Lindsay managed to keep interest in the band alive and by the time Revere departed the ranks of the military (a conscientious objector, he wound up serving his time as a cook at Oregon’s Dammasch State Hospital), they soon picked up right where they left off. “I made a deal with myself that every night that we played I’d do something different, whether it was hanging from the rafters and singing upside down or walking to the men’s room and singing while relieving myself at the same time,” Lindsay notes of the importance of setting his act apart from the early '60s avalanche of garage bands. “Whatever it was, I wanted to create a buzz and get this talk going that we were the craziest, wildest band that ever happened.

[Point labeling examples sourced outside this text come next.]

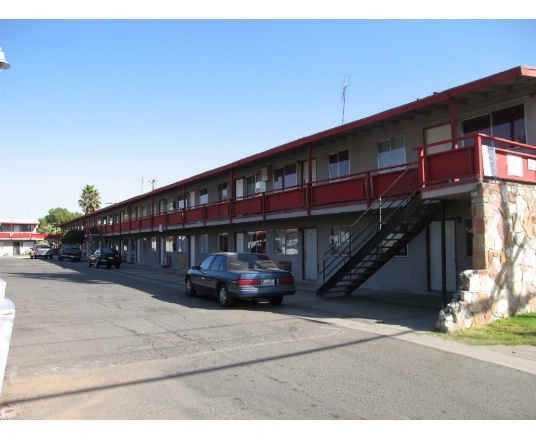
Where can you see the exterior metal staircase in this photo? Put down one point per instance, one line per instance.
(379, 234)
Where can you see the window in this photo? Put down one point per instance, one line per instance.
(508, 123)
(286, 242)
(469, 237)
(257, 242)
(170, 245)
(223, 242)
(285, 177)
(203, 196)
(204, 244)
(339, 164)
(222, 192)
(170, 206)
(205, 264)
(391, 152)
(339, 239)
(218, 263)
(254, 185)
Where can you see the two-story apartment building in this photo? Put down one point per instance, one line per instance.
(433, 197)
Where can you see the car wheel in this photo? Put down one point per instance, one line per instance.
(190, 291)
(276, 300)
(226, 300)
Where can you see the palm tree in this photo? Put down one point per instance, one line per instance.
(89, 199)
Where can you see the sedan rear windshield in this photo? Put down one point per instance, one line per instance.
(250, 261)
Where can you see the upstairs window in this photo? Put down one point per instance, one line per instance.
(285, 177)
(391, 152)
(254, 185)
(508, 123)
(339, 164)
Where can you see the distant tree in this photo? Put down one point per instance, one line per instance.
(89, 199)
(73, 236)
(49, 223)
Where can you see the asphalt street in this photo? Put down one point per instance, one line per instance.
(128, 344)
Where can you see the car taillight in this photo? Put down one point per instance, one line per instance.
(285, 280)
(241, 282)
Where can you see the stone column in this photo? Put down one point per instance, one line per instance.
(502, 282)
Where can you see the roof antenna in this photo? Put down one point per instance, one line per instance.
(344, 96)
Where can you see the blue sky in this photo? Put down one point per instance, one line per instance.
(119, 103)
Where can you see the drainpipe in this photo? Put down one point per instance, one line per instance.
(7, 316)
(443, 256)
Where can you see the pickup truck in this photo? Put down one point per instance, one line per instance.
(69, 252)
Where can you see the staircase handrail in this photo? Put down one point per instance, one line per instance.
(367, 223)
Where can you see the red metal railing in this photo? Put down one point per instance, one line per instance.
(474, 157)
(467, 159)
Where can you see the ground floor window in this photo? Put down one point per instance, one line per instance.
(257, 242)
(339, 239)
(286, 242)
(223, 241)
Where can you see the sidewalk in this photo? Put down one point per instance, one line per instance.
(401, 315)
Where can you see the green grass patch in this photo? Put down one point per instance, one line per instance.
(515, 330)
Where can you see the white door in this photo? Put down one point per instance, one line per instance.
(192, 251)
(240, 242)
(239, 185)
(191, 199)
(305, 171)
(450, 256)
(310, 253)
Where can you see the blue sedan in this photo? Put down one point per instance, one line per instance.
(230, 275)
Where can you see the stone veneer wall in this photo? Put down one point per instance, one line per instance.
(503, 281)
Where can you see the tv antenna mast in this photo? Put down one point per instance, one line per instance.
(344, 96)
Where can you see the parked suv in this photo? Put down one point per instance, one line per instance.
(41, 251)
(69, 252)
(106, 257)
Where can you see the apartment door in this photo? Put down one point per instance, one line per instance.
(310, 254)
(239, 188)
(436, 259)
(240, 242)
(192, 251)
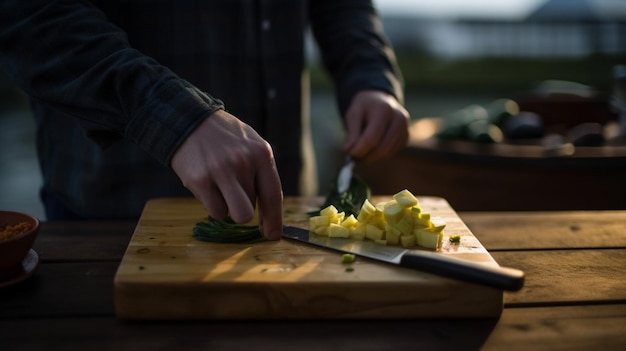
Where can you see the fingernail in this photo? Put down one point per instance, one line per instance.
(275, 235)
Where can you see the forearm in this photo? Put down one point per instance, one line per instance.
(354, 49)
(65, 54)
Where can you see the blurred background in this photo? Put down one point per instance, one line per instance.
(453, 53)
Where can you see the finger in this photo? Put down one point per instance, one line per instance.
(214, 202)
(270, 199)
(354, 124)
(240, 207)
(370, 135)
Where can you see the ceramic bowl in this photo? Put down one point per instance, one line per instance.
(15, 247)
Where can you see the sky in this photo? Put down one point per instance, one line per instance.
(509, 9)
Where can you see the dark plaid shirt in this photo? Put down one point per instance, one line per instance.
(117, 85)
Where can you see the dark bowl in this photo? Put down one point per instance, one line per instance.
(14, 249)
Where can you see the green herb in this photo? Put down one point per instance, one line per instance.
(226, 231)
(455, 239)
(350, 201)
(348, 258)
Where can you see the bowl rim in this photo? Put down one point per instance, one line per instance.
(32, 218)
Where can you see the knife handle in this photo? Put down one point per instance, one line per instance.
(494, 276)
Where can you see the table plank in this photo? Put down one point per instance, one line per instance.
(83, 240)
(548, 230)
(62, 289)
(559, 277)
(600, 327)
(562, 277)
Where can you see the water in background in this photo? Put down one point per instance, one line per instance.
(20, 178)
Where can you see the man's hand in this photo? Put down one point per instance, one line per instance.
(377, 126)
(230, 168)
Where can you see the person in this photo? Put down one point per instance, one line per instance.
(141, 99)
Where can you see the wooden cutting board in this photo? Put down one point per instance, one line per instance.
(167, 274)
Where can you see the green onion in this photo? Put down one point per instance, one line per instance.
(226, 231)
(350, 201)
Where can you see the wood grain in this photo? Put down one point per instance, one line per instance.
(548, 230)
(166, 274)
(568, 328)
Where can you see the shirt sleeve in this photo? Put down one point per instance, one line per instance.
(68, 56)
(354, 49)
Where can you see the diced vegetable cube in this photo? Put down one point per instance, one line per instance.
(405, 198)
(394, 212)
(328, 211)
(372, 232)
(350, 222)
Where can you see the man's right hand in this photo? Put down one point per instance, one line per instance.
(230, 168)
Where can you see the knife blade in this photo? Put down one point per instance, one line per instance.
(345, 175)
(504, 278)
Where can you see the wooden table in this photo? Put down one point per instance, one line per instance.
(574, 297)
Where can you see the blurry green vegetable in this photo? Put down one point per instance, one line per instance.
(227, 231)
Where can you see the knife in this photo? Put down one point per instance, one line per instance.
(497, 277)
(345, 175)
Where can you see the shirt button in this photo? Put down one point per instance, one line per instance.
(271, 93)
(265, 25)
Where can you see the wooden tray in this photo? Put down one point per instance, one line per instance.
(167, 274)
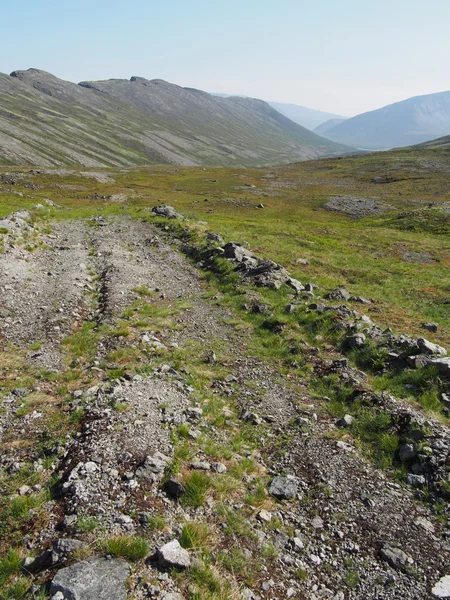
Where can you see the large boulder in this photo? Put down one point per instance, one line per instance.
(95, 579)
(172, 555)
(284, 488)
(427, 347)
(166, 211)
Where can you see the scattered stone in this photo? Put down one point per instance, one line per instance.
(346, 421)
(214, 237)
(174, 489)
(172, 555)
(433, 327)
(166, 211)
(356, 341)
(338, 294)
(406, 452)
(284, 488)
(218, 467)
(265, 516)
(95, 579)
(427, 347)
(199, 465)
(394, 556)
(415, 480)
(442, 588)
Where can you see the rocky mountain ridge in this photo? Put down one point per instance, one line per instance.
(45, 121)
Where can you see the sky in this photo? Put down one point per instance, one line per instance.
(339, 56)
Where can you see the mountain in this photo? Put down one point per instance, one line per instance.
(307, 117)
(405, 123)
(46, 121)
(324, 127)
(442, 143)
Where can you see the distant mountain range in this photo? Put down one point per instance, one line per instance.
(306, 117)
(405, 123)
(45, 121)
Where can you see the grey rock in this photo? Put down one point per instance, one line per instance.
(406, 452)
(199, 465)
(236, 251)
(442, 588)
(295, 284)
(394, 556)
(219, 467)
(284, 488)
(356, 341)
(166, 211)
(95, 579)
(173, 555)
(433, 327)
(214, 237)
(427, 347)
(173, 488)
(415, 480)
(338, 294)
(346, 421)
(441, 364)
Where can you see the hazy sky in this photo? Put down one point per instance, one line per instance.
(342, 56)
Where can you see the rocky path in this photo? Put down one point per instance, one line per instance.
(174, 393)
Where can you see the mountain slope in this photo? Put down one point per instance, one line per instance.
(47, 121)
(307, 117)
(405, 123)
(327, 125)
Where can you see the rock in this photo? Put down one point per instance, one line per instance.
(153, 467)
(406, 452)
(425, 524)
(360, 299)
(442, 588)
(199, 465)
(433, 327)
(427, 347)
(173, 555)
(95, 579)
(338, 294)
(295, 284)
(394, 556)
(441, 364)
(317, 523)
(417, 362)
(219, 467)
(346, 421)
(173, 488)
(194, 414)
(415, 480)
(356, 341)
(284, 488)
(265, 516)
(166, 211)
(214, 237)
(236, 251)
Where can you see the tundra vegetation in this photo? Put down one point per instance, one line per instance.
(260, 385)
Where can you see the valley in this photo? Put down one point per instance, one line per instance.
(189, 406)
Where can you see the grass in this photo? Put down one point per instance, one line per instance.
(196, 536)
(125, 546)
(196, 484)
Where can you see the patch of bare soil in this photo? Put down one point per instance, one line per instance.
(357, 207)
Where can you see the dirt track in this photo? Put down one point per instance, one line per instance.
(48, 296)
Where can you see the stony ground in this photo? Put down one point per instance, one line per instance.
(180, 433)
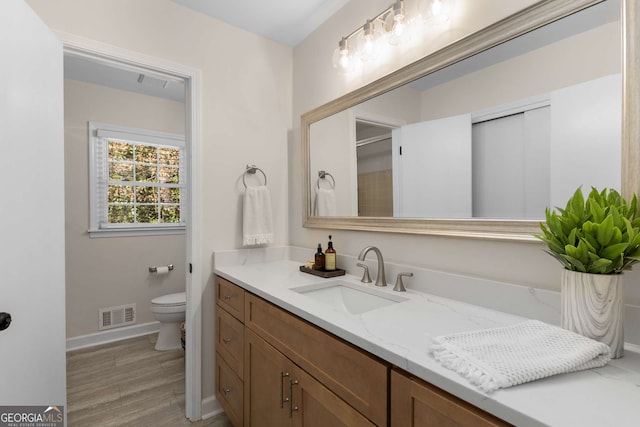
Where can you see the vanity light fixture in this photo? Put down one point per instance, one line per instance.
(394, 25)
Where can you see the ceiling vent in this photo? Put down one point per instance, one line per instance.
(114, 317)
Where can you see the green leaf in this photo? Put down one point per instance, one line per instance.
(605, 231)
(614, 251)
(576, 265)
(596, 211)
(576, 203)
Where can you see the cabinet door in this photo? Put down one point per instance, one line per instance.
(350, 373)
(230, 297)
(417, 403)
(267, 373)
(313, 405)
(230, 340)
(229, 391)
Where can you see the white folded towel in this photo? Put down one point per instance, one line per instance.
(257, 225)
(507, 356)
(325, 202)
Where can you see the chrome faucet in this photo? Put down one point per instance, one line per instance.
(381, 280)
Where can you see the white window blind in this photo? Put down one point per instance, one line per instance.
(137, 181)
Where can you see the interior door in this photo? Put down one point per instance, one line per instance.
(432, 169)
(32, 259)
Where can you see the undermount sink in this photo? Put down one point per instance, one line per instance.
(348, 297)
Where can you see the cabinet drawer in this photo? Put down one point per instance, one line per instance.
(230, 297)
(357, 378)
(230, 339)
(229, 391)
(417, 403)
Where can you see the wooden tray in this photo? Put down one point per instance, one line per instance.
(323, 273)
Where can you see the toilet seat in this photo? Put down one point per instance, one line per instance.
(170, 300)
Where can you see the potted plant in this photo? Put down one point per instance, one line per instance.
(595, 240)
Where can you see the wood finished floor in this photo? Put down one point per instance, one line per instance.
(128, 383)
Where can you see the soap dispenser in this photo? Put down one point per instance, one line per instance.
(330, 257)
(319, 259)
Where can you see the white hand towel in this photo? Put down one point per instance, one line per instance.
(504, 357)
(257, 224)
(325, 202)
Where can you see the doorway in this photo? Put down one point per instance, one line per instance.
(109, 58)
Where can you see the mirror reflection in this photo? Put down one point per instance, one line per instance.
(500, 135)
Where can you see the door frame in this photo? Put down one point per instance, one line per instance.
(194, 280)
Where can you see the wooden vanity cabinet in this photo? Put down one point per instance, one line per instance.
(275, 369)
(417, 403)
(230, 349)
(279, 393)
(356, 377)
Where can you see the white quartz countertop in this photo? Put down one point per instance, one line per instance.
(402, 333)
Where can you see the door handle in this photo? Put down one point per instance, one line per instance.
(292, 408)
(283, 399)
(5, 320)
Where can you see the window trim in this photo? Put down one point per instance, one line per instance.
(97, 131)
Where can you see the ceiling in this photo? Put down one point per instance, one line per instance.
(286, 21)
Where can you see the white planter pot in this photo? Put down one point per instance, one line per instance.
(592, 305)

And it worked.” The act soon caught the attention of Columbia Records, becoming the first rock band signed to the label. There was only one problem. “Mitch Miller, the head of A&R at Columbia at the time, despised rock n' roll and thought that if he waited a couple years, the fad would pass and he’d get back to what he’d call ‘real music,’” recalls Lindsay with a laugh. “He was pressured to sign a rock band, but still controlled what was promoted and what wasn’t.”

As a result, Miller sometimes meddled in the band’s success. Most famously, both The Raiders and a band of high schoolers dubbed The Kingsmen recorded a cover of soul singer Richard Berry’s “Louie Louie” the same week in the same Portland, Oregon studio, but Miller stifled the Raiders’ version when he saw it was an emerging hit on the west coast. Regardless, by the late '60s the band fully embraced their Revolutionary War moniker, regularly wearing outfits from the era and collecting a variety of hits including “Kicks” (complete with an anti-drug message) and their 1971 Hot 100 No. 1 “Indian Reservation,” which opined about the plight of the Cherokee tribe.

It was “Mr. Sun, Mr. Moon,” as well as the aforementioned “Hungry” and “Good Thing,” that Tarantino included in his film, which blends fact and fiction about the era, with the latter song grimly tied to the tragedy of the Manson murders. “We wrote ‘Good Thing’ under the beam where the rope was apparently thrown over Sharon and Jay’s necks,” says Lindsay, still astounded by the extreme violence. “When we heard about what occurred, it was the biggest shock of my life because that was the last place that I could ever think something bad could have happened.” As a result of the murders, Lindsay notes the mood in Los Angeles was altered both drastically and permanently. “It was a pretty freaky time. Everybody was locking their doors, hiring bodyguards and getting guard dogs. It just changed the atmosphere overnight.”

While rumors abounded whether Manson had intended to target the house with the goal of killing Melcher as payback, it’s subsequently been reported that Manson had other motives and knew the producer had moved out of 10050 Cielo Drive. Still, Lindsay notes that he was informed by the police following the murders that his and Melcher’s names were on a Manson death list. “At the time, I had a .44 Magnum under my pillow because I had some weird fan messages from the year before and I slept with it for years as a protective device,” says Lindsay. “I always wondered what had happened if Terry and I had still been living there and I had that .44. Things might have been different.”

Revere and Lindsay had a falling out in 1975, which led Lindsay to find success in ventures outside The Raiders, from concocting commercial jingles to movie scores, including for the cult hit 1980 film Shogun Assassin. (Coincidentally, Tarantino used a portion of that score in Kill Bill 2). He’s also occasionally toured (recently going the road with a bevy of other '60s-era bands in 2016) and couldn’t help but reflect on his eventful life in music when his band’s namesake passed away in 2014. “When I heard Paul had gotten a brain tumor I reassessed our relationship,” he says. “I called him and said, ‘Let's sit down and have a beer or a cup of coffee,’ but it never came together. I wanted to talk about how great it was that our dreams became much more magnified than we ever thought they could be and celebrate our luck.”